A year later, the company and insiders, largely Mr. Bennett and companies affiliated with the Lee firm, sold 30.5 million shares in an initial public offering underwritten by many of the leading firms on Wall Street, with Credit Suisse First Boston, Goldman Sachs and Bank of America as the lead underwriters. In the last two days, volume in the stock totaled 41.5 million shares, substantially more than were sold to the public, as many of the purchasers in the offering took their losses.
Yesterday, trading of Refco was delayed on the New York Stock Exchange until the company issued more information. The latest announcement came out in early afternoon, and the shares resumed trading at 2:48 p.m. The stock fell $1.75, to close at $13.85. So far this week, the stock - which went public at $22 - has lost more than half its value.
Late Monday, Moody's Investors Service lowered its credit ratings on Refco to B2 from B1, after a downgrade by Standard & Poor's.
The company says it "has adequate liquidity to run the business in the ordinary course."
A lawyer for Mr. Bennett declined to comment on the latest company disclosure. Representatives for Thomas H. Lee declined to comment.
Mr. Bennett has taken out large sums from Refco over the years, sums that might not have been available had the company taken write-offs on the receivables. In addition, it might not have been sold to Thomas H. Lee or to public investors.
When the company went public, a highly unusual provision in the prospectus provided that if the underwriter was able to sell additional shares, the money would be split by existing shareholders. Through that provision and the sale of some of his shares, Mr. Bennett took in $152 million from the offering.
He still owned 33.8 percent of the company, worth $1.2 billion on Friday but less than $600 million yesterday.
Mr. Bennett was hired by Tom Dittmer, a co-founder of Refco who was known for his bravado as a trader in cattle and other commodities and for his extravagant gestures, like giving away gold watches after a big successful trade.

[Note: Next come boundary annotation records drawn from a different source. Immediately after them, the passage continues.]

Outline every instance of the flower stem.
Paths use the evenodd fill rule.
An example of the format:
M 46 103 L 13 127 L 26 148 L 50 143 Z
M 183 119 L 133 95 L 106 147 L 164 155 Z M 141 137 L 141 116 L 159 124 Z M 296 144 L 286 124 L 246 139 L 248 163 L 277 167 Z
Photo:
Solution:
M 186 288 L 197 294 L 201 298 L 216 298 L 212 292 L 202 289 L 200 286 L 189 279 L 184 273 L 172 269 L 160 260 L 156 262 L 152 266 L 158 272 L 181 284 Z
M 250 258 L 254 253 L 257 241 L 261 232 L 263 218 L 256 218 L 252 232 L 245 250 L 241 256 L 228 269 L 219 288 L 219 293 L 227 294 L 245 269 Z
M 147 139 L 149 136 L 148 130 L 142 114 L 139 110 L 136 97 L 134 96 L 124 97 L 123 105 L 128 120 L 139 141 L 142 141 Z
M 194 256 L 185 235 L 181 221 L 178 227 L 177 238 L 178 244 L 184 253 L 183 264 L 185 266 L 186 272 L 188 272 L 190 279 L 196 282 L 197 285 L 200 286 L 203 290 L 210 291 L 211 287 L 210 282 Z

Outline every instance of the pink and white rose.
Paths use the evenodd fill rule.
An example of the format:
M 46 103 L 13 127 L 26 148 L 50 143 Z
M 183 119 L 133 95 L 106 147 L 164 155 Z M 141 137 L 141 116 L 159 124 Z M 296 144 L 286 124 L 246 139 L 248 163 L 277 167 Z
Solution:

Under Mr. Dittmer, who retired in 1998, the firm was also known for its prominent clients. Hillary Rodham Clinton traded through Refco in 1978 and 1979 and made almost $100,000 trading commodity futures contracts. That trading began when her husband, Bill Clinton, was the attorney general of Arkansas and a candidate for governor.
In 1979, Refco was fined $250,000 by the Chicago Mercantile Exchange for record-keeping violations. The exchange suspended Mr. Dittmer for six months.
Mr. Bennett was cut from a different cloth than Mr. Dittmer. An Englishman who went to Cambridge University, where he played rugby, Mr. Bennett had a background in commodity finance. He joined Refco in 1981 after working at Chase Manhattan Bank. He established the Refco Capital Corporation to operate the company's finance and treasury functions. In 1983, he was made chief financial officer.
Refco grew quickly during the 1980's and 1990's, through acquisitions and an explosion of futures trading, commodities and debt-related instruments.
After Mr. Dittmer retired in 1998, Mr. Bennett became the chief executive. In recent years, Refco appeared to be highly profitable, in part because of trading with and serving as prime broker for many hedge funds.
That success led to the sale of the firm to Thomas H. Lee, but the sale did not go smoothly, at least within Refco. A consultant to the company, Edward
McElwreath, asserted that he was owed a finder's fee for helping to arrange the deal. He was awarded $3.5 million in arbitration.
Sean O'Shea, a lawyer for Mr. McElwreath, said yesterday that during the arbitration hearing, Mr. Bennett testified that he had not met with certain people even though documents indicated he had done so.
Mr. Bennett has survived some regulatory problems. In 1999, the C.F.T.C. fined Refco $7 million for failing to take and record orders properly and for failing to have an effective supervisory program.
Refco settled the case without admitting or denying the accusations.
Yesterday, the first shareholder lawsuits seeking class-action status were filed against Refco.